In 1996, the High Museum began commissioning photographers to explore the American South’s rich social and geographic landscape and to engage with its fraught history. It was the year Atlanta hosted the Centennial Olympic Games and the world’s attention was focused on the South. The first commissions coincided with an exhibition titled Picturing the South that surveyed the history of photography in the region and argued for the previously uncharted importance of the South in accounts of American photography. The commissioned artists were given unusual latitude to photograph any subject of their choosing in whatever manner they liked with the intention that they could move beyond visual cliché and glib observations to create a new vernacular of Southern photography and emphasize previously untold or underrecognized narratives.

These initial forays were such a success that the High has continued to commission photographers to make new photographs in the region ever since. To date, the Museum has commissioned sixteen artists and has built a collection of more than three hundred photographs from their endeavors. In celebration of the twenty-fifth anniversary of this landmark program, this exhibition brings together all of these bodies of work for the first time.

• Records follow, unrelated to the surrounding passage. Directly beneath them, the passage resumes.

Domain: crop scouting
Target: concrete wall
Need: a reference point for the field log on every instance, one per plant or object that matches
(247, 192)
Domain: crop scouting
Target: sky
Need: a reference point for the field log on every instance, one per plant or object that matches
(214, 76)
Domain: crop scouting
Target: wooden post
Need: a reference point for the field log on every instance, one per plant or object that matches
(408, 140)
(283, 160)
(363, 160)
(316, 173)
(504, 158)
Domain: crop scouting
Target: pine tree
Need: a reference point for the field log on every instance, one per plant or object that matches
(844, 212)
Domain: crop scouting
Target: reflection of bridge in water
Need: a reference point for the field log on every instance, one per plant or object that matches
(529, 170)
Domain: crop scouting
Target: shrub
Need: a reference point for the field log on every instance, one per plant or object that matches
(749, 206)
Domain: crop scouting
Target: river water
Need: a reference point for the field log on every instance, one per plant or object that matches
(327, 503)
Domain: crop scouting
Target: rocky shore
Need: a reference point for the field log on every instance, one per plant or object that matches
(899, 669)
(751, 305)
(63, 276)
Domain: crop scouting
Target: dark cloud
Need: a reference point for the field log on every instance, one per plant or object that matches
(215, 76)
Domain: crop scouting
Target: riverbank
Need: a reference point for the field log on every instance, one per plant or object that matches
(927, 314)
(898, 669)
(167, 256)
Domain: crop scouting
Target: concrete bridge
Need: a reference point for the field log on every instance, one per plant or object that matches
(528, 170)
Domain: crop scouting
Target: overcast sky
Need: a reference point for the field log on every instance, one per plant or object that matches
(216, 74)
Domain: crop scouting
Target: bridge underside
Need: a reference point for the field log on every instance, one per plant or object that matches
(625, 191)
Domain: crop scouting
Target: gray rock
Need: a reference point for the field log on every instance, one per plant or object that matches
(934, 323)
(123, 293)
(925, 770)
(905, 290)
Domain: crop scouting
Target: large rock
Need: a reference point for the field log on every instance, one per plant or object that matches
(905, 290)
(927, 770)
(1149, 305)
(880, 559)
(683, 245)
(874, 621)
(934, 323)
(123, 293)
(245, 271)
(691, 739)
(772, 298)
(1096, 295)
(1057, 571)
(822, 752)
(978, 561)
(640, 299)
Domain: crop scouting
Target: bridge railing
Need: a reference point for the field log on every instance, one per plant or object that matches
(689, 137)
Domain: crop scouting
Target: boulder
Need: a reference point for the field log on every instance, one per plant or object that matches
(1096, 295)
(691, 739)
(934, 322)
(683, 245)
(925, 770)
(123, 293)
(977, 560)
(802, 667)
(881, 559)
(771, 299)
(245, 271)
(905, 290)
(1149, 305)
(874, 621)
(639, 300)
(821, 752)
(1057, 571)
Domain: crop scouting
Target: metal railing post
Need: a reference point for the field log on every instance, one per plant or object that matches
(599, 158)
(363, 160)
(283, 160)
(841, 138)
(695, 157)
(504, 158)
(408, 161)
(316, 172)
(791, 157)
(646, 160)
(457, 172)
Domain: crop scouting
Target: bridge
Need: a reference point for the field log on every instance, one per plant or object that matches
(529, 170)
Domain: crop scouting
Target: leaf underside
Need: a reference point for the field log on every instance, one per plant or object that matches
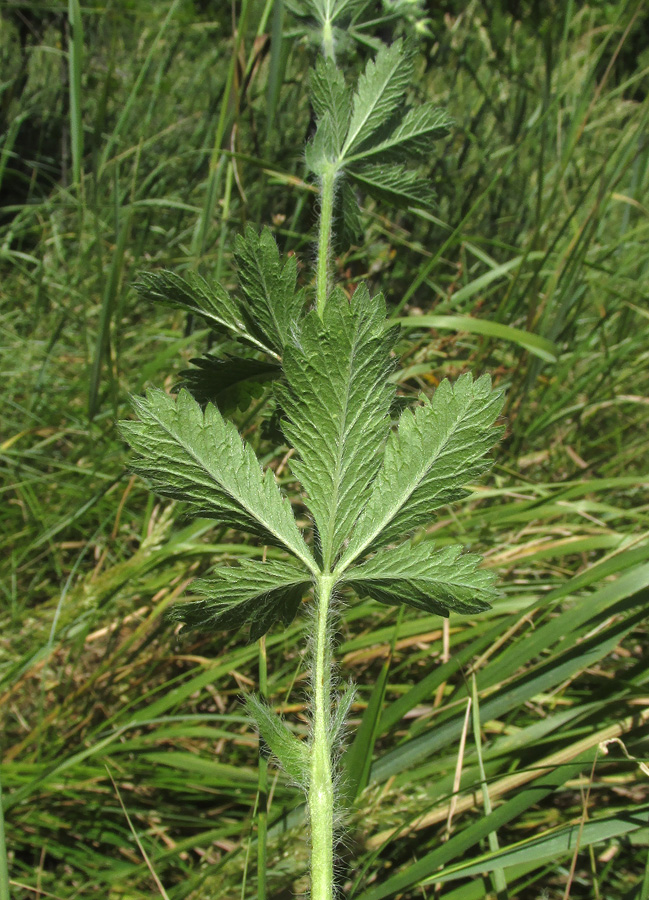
(289, 750)
(230, 382)
(258, 593)
(439, 581)
(428, 459)
(337, 401)
(200, 458)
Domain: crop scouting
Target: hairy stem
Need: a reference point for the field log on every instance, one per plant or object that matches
(324, 237)
(321, 792)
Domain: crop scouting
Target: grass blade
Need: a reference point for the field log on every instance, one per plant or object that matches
(75, 66)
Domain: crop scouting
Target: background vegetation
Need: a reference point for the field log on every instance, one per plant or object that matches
(145, 134)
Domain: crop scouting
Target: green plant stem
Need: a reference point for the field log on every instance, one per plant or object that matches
(4, 867)
(324, 236)
(321, 792)
(262, 812)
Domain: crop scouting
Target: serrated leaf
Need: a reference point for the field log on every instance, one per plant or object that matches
(433, 581)
(211, 302)
(433, 453)
(379, 93)
(350, 224)
(230, 382)
(337, 401)
(252, 592)
(289, 750)
(411, 137)
(323, 11)
(269, 286)
(329, 96)
(341, 711)
(200, 458)
(393, 183)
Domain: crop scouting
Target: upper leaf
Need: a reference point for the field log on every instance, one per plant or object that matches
(270, 287)
(330, 97)
(254, 592)
(333, 11)
(433, 453)
(196, 296)
(337, 403)
(379, 94)
(435, 582)
(411, 136)
(201, 458)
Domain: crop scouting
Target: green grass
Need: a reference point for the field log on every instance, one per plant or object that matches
(121, 739)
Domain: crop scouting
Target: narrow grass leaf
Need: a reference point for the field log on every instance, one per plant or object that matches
(534, 343)
(357, 760)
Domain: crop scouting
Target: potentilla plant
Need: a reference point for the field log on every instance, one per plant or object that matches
(367, 481)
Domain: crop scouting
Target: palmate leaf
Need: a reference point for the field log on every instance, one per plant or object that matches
(289, 750)
(273, 301)
(337, 403)
(201, 458)
(331, 98)
(432, 581)
(433, 453)
(211, 302)
(379, 94)
(252, 592)
(411, 136)
(394, 183)
(333, 11)
(230, 382)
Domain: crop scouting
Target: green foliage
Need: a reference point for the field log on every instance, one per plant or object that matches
(539, 232)
(362, 492)
(198, 457)
(337, 402)
(369, 136)
(428, 459)
(288, 749)
(254, 592)
(434, 582)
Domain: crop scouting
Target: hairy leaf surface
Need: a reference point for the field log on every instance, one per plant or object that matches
(330, 96)
(394, 183)
(412, 136)
(433, 581)
(289, 750)
(379, 94)
(211, 302)
(269, 286)
(230, 382)
(337, 402)
(253, 592)
(430, 457)
(200, 458)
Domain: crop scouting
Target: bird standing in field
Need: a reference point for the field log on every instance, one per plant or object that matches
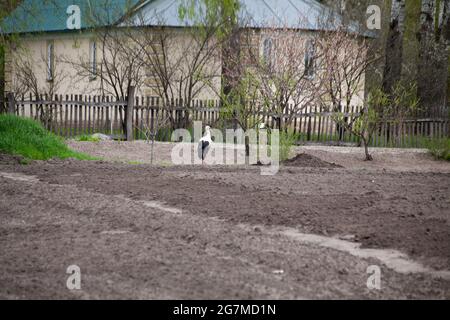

The Picturing the South initiative is entirely unique among American museums in its longevity, commitment to place, and range of artistic perspectives. It has resulted in some of the most iconic photography projects of the last quarter century and has been instrumental in bringing emerging and midcareer artists to greater prominence while encouraging major shifts in the work of more established artists. The project reflects the Museum’s evolving priorities, and in recent years, the High’s Photography department has cast a critical eye on its practices, making a concerted effort for the projects to better reflect the varied viewpoints, backgrounds, diverse makeup, and identities of the United States. Taken as a whole, the Picturing the South initiative amounts to a complex and layered archive of the region that addresses broad themes including the legacy of slavery and racial justice; the social implications of the evolving landscape and built environment; and the distinct and diverse character of the region’s people.